By Tim Funk, The Charlotte Observer
In the 1950s, when Charlotte-born evangelist Billy Graham preached in England, he would sometimes have an audience with Queen Elizabeth II. She invited him to give sermons at Windsor Castle and went on to become his lifelong friend.
Now, Graham’s son Franklin, who is scheduled to speak in Britain later this year, is facing calls for him to be banned from the the country because of his past condemnations of Islam and LGBTQ persons.
A petition calling for the government to deny the younger Graham a visa has been signed by more than 7,500 people. Also weighing in, according to the Guardian newspaper, are some members of Parliament.

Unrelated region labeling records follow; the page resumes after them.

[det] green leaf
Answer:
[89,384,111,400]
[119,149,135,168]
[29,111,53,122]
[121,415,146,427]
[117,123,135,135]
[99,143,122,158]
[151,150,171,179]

“I think frankly the evidence is piling up that his visit to the UK … would not be a good thing and not probably in my view a very Christian thing,” said Gordon Marsden, a member of Parliament from Blackpool, the seaside resort town where Graham is planning to stage a festival, or crusade, Sept. 21-23. Marsden charged on BBC Radio Lancashire that Graham’s statements against Muslims and against gays, lesbians and transgender persons were “incompatible with what Jesus said in the Bible,” the Guardian reported.
A spokesman for the Charlotte-based Billy Graham Evangelistic Association, which Franklin Graham now heads, said in a statement that the group is working “in partnership with local churches” and that the event “will be positive and encouraging.”
There’s also a counter-petition to support Graham’s plan to headline what is being advertised as the Lancashire Festival of Hope.
Contrast this controversy with the uplifting way Billy Graham is being portrayed in “The Crown,” a popular Netflix series dramatizing Queen Elizabeth’s reign, starting in the early 1950s.

Queen and evangelist
Graham and the queen, the titular head of the Church of England, developed a spiritual connection, which plays out in “The Crown” during a private meeting between them after he preaches at the royal family’s chapel at Windsor.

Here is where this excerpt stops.